1. Success Rates  2. TimeonTask
When Discount Usability Misleads Management – A Solution  

Summary  Usability folks often interact with marketing folks about progress on Web site design. Do they speak the same language? That is the question. If you tell someone that 80% of your test subjects "succeeded," how might you be misleading them? Know how to qualify your discount usability test results with a "margin of error." 
Episode #287 of Usability Crossroads: "Telling It Like It Is" 
Scene 1: DAY, INTERIOR, HALLWAY You: Hey, I just heard our last usability test of the redesigned shopping cart page only found a couple problems. And we can fix those in the next day or so. We're almost ready to roll. Marketing: Great. What percentage of your test subjects were able to actually get through the shopping cart? You: Well, I don't have the details, but my buddy said we had a success rate of 80%. That's better than the 50% success rate he reported two weeks ago on the existing shopping cart. Marketing: Great. We can take that to the bank. You (smiling): Cut me a check while you're there. Scene 2: DAY, INTERIOR, MARKETING OFFICE Marketing (mumbling while setting up his Excel chart): We know that 1000 people a day put items in our shopping cart and try to check out. And 80% of that means 800 people will complete their order process instead of 500 people. Let's see, with 300 extra people completing their order at $50 a day means an extra $15,000 a day income. Maybe I should ask for a bonus for the usability people. Nah, they're just doing their job.
Scene 3: DAY, INTERIOR, USABILITY OFFICE You (to your buddy who did the test): I just told marketing we found some more problems we can fix on the shopping cart tasks. Solving those two or three problems should get us another bump up in revenue. Your buddy: Yeah, I guess we'll have to wait and see what happens on the Web site. Anyway, it certainly will be better than what we had before the changes. Reality quiz Which is right – Scene 2, Scene 3, Both, or Neither To end the suspense, the answer is "Neither". 
Usability fails to qualify "80%" success rate  Yes, indeed, you "just told marketing we found some more problems". However, you probably mislead your listener because you also said "80%" could do the task – without qualifying what you meant. Qualifying your answer means telling marketing that 80% really only applies to your subjects. Unfortunately, it has many other, inferred meanings – some useful, some downright dangerous.

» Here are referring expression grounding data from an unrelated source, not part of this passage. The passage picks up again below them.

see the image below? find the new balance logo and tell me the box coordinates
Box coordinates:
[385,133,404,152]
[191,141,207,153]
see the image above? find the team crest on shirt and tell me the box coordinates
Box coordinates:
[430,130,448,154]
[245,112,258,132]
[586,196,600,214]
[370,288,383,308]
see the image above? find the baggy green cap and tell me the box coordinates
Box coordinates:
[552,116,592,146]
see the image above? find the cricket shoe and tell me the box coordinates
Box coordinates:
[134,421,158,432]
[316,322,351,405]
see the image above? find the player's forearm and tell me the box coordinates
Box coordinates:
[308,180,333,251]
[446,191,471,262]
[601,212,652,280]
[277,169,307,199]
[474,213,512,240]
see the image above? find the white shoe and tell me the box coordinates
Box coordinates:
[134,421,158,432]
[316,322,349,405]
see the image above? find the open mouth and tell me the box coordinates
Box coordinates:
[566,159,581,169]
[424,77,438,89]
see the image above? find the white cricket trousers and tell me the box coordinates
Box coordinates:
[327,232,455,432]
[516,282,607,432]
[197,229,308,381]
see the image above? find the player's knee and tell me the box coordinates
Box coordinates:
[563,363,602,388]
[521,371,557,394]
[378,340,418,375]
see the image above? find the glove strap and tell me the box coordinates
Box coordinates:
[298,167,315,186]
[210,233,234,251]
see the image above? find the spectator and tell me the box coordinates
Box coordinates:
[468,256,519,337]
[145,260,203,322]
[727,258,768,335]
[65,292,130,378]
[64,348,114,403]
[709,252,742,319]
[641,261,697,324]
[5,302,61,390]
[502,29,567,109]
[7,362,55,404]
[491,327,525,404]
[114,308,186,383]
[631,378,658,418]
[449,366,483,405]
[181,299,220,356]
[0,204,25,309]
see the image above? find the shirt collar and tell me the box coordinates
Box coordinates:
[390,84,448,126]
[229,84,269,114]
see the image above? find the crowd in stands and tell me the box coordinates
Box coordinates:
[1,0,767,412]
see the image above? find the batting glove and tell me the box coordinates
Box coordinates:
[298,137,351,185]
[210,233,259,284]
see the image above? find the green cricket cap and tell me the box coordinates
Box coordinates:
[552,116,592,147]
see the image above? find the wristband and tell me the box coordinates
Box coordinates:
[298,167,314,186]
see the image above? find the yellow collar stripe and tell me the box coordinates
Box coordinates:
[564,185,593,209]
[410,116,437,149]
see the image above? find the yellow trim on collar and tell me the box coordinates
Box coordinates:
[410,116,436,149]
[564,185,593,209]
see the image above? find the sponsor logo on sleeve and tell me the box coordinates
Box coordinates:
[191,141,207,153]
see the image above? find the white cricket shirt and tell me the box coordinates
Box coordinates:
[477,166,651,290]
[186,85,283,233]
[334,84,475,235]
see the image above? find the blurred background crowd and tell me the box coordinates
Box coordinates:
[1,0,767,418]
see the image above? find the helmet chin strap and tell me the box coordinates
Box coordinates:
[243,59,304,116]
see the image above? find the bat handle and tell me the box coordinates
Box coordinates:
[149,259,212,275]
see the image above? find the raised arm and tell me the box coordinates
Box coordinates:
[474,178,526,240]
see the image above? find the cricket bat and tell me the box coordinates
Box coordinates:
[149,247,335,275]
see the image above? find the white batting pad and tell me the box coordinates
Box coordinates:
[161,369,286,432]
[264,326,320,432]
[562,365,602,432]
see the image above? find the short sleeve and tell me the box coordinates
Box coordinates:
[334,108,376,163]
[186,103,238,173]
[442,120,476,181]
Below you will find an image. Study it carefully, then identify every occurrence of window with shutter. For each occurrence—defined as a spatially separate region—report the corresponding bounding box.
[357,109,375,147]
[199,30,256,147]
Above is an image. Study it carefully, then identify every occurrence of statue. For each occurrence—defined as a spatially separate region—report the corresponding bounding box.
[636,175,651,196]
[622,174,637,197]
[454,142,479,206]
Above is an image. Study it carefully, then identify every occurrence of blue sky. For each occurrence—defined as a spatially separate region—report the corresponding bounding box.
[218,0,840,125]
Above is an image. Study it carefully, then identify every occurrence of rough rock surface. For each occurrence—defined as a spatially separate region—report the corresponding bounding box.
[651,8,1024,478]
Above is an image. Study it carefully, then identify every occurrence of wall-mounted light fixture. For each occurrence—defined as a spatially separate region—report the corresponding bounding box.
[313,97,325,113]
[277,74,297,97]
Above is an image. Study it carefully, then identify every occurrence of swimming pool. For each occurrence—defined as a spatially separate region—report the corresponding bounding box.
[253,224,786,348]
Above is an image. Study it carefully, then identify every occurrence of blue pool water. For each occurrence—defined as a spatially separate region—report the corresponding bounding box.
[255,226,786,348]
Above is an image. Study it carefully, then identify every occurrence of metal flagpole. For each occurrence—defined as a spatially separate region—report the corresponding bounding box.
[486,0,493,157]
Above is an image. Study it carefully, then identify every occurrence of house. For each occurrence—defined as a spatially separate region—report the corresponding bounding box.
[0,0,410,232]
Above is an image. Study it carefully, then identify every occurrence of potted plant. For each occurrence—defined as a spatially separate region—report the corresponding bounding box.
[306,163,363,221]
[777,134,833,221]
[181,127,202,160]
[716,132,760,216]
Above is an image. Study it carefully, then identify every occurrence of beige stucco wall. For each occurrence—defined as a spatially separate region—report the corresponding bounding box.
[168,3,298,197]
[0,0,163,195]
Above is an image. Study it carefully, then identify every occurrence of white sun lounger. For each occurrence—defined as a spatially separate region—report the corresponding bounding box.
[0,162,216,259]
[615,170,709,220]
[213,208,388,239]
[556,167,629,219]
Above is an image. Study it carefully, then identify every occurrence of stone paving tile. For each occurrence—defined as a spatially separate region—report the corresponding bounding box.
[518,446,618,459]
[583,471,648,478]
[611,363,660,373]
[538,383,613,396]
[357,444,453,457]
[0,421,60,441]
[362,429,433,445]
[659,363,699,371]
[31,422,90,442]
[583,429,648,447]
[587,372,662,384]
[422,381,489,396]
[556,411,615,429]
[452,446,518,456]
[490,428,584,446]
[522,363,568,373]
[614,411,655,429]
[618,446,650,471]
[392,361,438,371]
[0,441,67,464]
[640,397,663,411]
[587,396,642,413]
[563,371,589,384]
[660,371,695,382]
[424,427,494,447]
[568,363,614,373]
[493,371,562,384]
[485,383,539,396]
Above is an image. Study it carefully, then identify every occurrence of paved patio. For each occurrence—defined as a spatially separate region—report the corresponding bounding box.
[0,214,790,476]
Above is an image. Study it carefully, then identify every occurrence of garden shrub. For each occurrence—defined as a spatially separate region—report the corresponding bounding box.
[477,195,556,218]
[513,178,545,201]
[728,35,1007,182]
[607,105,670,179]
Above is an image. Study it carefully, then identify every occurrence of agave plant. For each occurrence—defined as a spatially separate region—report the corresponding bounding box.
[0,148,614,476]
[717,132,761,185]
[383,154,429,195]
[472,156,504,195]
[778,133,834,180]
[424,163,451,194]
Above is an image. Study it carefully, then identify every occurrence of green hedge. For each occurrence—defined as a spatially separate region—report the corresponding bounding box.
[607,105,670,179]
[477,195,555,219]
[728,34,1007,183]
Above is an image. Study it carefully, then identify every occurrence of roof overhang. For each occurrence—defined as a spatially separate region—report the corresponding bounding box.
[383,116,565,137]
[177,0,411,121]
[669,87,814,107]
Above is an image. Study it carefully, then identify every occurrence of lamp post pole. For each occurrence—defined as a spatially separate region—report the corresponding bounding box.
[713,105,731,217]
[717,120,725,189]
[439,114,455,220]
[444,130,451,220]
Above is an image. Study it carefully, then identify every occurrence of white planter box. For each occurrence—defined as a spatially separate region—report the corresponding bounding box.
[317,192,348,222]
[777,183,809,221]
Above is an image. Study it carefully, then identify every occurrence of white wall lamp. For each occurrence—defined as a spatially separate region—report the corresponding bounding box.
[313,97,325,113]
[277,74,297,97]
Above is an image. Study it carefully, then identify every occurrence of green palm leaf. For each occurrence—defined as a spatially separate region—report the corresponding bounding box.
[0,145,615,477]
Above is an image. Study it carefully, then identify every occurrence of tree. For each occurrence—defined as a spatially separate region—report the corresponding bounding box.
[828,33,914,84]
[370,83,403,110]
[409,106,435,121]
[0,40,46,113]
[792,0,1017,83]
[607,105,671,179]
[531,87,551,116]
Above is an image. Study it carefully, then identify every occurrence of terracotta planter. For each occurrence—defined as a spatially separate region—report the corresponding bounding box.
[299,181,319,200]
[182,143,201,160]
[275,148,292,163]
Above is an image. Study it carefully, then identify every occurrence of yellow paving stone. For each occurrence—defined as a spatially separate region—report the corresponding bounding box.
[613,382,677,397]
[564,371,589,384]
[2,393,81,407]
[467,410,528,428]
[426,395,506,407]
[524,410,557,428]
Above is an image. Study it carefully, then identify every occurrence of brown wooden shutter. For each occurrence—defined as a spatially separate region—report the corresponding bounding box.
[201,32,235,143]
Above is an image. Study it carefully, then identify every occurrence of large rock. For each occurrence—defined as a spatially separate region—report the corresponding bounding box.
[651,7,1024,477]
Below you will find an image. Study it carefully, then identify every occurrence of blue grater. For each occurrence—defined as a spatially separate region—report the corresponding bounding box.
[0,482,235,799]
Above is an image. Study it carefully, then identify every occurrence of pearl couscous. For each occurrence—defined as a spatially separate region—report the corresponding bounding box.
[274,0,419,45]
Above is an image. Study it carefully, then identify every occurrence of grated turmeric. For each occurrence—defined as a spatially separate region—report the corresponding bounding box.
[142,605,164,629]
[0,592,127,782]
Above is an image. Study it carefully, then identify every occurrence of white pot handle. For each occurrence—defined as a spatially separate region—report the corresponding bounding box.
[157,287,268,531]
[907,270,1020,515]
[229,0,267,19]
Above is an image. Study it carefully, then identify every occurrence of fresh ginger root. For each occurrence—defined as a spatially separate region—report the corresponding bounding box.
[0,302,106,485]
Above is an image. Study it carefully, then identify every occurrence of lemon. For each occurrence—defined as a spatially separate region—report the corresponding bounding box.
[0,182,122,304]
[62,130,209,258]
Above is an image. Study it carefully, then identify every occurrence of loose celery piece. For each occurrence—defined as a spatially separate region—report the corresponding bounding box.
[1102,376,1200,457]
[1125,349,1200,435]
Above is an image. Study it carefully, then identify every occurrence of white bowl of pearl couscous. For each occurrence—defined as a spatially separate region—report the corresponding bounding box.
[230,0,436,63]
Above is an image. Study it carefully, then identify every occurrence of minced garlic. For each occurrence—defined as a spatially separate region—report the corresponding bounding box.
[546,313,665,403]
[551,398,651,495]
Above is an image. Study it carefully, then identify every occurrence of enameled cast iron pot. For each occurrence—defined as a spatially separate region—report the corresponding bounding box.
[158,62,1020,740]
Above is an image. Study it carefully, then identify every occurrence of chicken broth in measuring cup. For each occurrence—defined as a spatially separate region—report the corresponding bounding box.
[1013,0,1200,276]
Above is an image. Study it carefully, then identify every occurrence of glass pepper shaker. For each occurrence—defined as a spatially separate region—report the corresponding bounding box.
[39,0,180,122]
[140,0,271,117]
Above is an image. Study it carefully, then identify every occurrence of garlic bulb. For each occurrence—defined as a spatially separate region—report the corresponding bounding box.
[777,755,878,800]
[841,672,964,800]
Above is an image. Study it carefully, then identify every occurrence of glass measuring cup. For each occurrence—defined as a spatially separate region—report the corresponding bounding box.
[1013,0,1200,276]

As you saw in scene 2, marketing interpreted 80% as a real number that was actionable in terms of all the shoppers on your site – not just the subjects in the test. Marketing made the "profit" calculations based on what you said and figured an extra 300 people adds $15,000 to the gross income per day. But wait a minute, you and your usability buddies all subscribe to the "discount usability" model. Namely, you used just a few subjects – with the intent of finding problems – not statistics about your shoppers. Therefore, you may have followed Nielsen's model where you hope to find, on average, about 85% of problems with 5 users. Or, you may have followed Faulkner's update (reported here previously by Kath Straub) where you hope to discover at least 82% of problems with 10 users. Notice the difference between "on average" and "at least"... which would you rather present to you management? "At least" 82% is much more substantive. But we still haven't gotten to the real issue. The real issue is that when you presented the "80%" success rate to management, you failed to give proper context. You failed to indicate the "margin of error" associated with "80%". The margin of error shows that it is not still "certain" that you found all the problems – contrary to your buddy's comment "it certainly will be better than what we had before." Consequently, marketing went off and made definitely wrong conclusions. 
Marketing fails to question "80%" success rate 
Marketing didn't do much better. Marketing failed to ask you how many subjects you had. Marketing apparently didn't know about "margins of error" when applying the test subject results to the population of buyers. These are both technical terms you should know. They each have important practical implications that you simply must have at your command at all times. By the way, many marketing people do know about margins of error. Are you prepared to answer their questions?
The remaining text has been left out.